2. Spread spectrum - By design, the trade bandwidth efficiency of spread spectrum for reliability, integrity, and security. Consumes more bandwidth than narrow-band technology, but produces a signal louder and easier to detect by a receiver who knows the parameters of broadcast signals. For others, spread-spectrum signal looks like background noise. Two variations of existing spread-spectrum radio: frequency-hopping and direct-sequence.

a). Frequency-hopping spread spectrum (FHSS) - FHSS uses a narrow band carrier frequency rapidly through cycles. Both sender and receiver know the frequency pattern used. The idea is that even if a frequency is blocked, the others should be available. If this does not happen, then the data that is sent back. When properly synchronized, the result is a single logical channel where information is sent. For others, it appears as short bursts of noise. Maximum data rate using FHSS usually around 1 Mbps.

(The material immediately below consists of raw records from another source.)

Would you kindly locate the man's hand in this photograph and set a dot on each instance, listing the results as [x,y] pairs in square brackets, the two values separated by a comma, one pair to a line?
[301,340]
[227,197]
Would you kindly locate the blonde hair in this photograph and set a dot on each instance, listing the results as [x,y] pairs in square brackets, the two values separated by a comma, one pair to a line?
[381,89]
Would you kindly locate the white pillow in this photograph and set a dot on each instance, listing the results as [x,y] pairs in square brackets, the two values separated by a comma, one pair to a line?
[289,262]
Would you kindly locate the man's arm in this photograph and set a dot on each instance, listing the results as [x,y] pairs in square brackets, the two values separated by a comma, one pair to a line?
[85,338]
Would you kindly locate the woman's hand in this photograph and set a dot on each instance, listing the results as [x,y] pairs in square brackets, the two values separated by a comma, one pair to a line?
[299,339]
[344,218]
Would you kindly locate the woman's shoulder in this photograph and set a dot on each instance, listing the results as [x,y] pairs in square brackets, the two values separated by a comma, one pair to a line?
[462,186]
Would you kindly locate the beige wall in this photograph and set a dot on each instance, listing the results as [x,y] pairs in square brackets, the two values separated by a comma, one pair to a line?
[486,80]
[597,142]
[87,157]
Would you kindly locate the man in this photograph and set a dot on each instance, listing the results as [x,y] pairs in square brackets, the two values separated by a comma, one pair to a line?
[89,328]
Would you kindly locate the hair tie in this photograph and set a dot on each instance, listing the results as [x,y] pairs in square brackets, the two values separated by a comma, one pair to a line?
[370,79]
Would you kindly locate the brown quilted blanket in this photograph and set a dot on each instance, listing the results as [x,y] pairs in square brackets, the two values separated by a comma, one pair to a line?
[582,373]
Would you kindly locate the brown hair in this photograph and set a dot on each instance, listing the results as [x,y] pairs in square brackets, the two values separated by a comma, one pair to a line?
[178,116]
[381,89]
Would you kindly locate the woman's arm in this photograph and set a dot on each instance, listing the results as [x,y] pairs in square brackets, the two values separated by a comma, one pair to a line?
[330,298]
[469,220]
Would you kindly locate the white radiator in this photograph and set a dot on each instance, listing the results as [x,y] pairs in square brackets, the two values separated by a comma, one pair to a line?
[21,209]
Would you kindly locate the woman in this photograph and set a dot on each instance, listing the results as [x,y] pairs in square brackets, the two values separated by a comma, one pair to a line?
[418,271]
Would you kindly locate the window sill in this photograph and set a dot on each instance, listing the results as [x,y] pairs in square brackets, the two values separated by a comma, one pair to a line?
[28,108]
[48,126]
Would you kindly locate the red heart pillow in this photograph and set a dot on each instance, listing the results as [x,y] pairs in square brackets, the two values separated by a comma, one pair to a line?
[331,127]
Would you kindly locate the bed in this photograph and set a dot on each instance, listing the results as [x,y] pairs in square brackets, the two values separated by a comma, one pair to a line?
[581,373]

b). Direct-sequence spread spectrum (DSSS) - DSSS spread across the wide band radio frequency signals simultaneously. Each transmitted bit has a bit redundant pattern called a chip. The longer the chip, the more likely the original data can be restored. Longer bits also require more bandwidth. For the recipient does not expect the signal, DSSS appears as low-power broadband noise and rejected. DSSS requires more power than FHSS, but the data rate can be increased up to a maximum of 2 Mbps.

3. Orthogonal Frequency Division Multiplexing (OFDM) - OFDM transmits data by using parallel, rather than jumping technique used by the FHSS and deployment techniques that are used by DSSS. It protects from interference due to signals being transmitted through the parallel frequency. OFDM has Ultrahigh spectrum efficiency, which means that more data can travel over a smaller amount of bandwidth. It is effective for the transmission of high data-rate. The drawback of OFDM is that it is more difficult to implement than either FHSS or DSSS, and electricity consumed in large quantities.